# Freshman 15/Workout Routines



## sweatpea559 (Mar 16, 2009)

Hi everyone!

I'm finishing up my freshman year of college and my weight has fluctuated a lot since I've been here. I blame it on the cafeteria food! I seriously go weeks at a time without eating any fruits or vegetables... which is awful! I didn't think I would gain weight here because my school is on a hill, and everywhere I walk is uphill or up about 200+ stairs... 
	

	
	
		
		

		
			





 But anyway, I did gain about 20 pounds, and lost about 8 so I'm still up 12. Since I can't really eat healthy here, and I'm too broke to go to the grocery store and buy food with ACTUAL money (I'm on a meal plan), I set up this new workout regimen:

Every single night I go out to the track. I usually work out for an hour but I might stay longer if I'm not tired or my roommate is being particularly annoying. First I walk around the track once, stretch, then run one mile, walk a lap, then run another mile, then just walk and run in intervals for the rest of the hour/until I feel like stopping/until I reach 5 miles. Then I usually do about 100 crunches, and sometimes I tackle a set of stairs (But not usually lol).

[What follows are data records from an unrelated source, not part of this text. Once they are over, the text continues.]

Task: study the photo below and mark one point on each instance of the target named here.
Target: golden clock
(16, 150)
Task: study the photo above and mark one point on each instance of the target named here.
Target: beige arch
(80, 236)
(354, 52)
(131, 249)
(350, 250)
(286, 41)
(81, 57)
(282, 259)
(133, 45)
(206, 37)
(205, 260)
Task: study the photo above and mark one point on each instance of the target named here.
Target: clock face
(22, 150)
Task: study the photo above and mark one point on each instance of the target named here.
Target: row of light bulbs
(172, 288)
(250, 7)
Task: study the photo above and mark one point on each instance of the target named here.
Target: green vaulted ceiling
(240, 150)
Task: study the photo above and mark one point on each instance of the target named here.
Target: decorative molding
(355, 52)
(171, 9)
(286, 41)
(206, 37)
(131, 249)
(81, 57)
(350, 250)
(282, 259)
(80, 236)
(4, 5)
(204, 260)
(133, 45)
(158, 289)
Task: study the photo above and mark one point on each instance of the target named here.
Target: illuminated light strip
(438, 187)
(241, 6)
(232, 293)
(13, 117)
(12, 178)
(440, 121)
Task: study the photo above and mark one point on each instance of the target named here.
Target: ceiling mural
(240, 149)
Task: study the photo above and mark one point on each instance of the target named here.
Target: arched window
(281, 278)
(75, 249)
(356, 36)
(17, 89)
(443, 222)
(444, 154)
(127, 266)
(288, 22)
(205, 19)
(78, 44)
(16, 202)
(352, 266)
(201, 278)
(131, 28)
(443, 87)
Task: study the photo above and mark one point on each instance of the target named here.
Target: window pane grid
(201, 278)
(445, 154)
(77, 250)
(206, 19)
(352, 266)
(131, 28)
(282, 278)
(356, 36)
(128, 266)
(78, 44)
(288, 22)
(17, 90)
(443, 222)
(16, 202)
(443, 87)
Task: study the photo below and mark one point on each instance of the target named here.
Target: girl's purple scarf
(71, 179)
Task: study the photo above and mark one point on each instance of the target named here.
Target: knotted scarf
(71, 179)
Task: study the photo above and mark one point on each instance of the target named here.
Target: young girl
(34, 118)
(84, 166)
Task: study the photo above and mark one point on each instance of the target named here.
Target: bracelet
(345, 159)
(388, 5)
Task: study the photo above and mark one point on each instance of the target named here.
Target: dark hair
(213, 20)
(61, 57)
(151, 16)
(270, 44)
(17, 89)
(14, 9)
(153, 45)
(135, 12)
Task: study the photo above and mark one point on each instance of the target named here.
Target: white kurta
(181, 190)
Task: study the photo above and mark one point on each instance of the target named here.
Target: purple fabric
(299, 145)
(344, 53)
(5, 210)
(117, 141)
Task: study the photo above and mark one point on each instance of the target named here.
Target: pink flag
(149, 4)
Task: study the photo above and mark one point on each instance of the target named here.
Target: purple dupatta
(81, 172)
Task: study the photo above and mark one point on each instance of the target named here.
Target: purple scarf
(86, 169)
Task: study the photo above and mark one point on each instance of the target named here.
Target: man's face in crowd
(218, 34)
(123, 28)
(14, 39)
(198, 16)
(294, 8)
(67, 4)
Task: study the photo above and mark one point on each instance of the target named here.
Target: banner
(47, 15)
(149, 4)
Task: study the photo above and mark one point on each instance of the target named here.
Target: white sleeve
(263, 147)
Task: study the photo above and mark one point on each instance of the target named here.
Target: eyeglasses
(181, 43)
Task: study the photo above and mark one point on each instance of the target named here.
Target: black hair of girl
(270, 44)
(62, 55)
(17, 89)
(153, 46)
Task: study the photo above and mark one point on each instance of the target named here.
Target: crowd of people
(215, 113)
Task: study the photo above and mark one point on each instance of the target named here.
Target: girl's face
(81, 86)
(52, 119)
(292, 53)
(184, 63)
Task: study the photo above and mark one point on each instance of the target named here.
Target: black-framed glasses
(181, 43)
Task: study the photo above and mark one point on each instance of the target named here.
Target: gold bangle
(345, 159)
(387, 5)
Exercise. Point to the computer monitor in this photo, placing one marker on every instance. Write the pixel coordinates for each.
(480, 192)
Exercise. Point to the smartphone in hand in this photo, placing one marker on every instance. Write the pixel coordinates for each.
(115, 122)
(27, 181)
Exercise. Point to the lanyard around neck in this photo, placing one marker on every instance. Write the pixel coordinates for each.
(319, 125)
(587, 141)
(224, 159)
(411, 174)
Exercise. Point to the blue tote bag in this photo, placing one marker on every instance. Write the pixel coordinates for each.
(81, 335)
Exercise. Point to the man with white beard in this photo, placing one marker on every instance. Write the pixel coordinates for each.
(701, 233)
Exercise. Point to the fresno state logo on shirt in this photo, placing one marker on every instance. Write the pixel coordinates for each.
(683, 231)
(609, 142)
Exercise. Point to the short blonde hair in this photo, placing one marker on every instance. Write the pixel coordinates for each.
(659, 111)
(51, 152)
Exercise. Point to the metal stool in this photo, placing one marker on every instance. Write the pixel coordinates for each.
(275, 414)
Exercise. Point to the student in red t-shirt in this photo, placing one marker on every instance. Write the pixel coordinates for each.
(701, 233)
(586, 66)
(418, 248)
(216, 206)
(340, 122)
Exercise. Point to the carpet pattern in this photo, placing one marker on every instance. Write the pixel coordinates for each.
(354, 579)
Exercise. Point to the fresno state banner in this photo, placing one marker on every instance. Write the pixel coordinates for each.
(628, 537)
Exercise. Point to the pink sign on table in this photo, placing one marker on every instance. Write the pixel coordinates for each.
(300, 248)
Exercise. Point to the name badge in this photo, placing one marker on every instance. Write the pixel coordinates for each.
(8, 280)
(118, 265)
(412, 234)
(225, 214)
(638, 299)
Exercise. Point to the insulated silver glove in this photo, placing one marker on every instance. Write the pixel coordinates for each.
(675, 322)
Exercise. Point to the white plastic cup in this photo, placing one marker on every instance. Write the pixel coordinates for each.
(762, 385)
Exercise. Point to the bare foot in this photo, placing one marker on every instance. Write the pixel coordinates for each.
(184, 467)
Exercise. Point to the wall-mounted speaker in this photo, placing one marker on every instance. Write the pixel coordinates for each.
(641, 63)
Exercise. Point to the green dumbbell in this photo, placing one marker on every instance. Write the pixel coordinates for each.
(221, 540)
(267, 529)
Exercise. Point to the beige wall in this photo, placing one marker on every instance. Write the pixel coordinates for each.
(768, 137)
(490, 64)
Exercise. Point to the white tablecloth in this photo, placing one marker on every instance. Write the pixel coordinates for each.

I'm still not really losing weight! I don't know what they put in that food! Any suggestions?

Did you guys gain the freshman 15? Did you ever loose it? How? 

Oh, and post your current work out routine if you have one! 

Hopefully we can give each other ideas and share things that have worked for us!


----------



## NutMeg (Mar 16, 2009)

I got a wicked bad stomach bug in my first month of university, so when I gained weight I was really just going back to my regular weight.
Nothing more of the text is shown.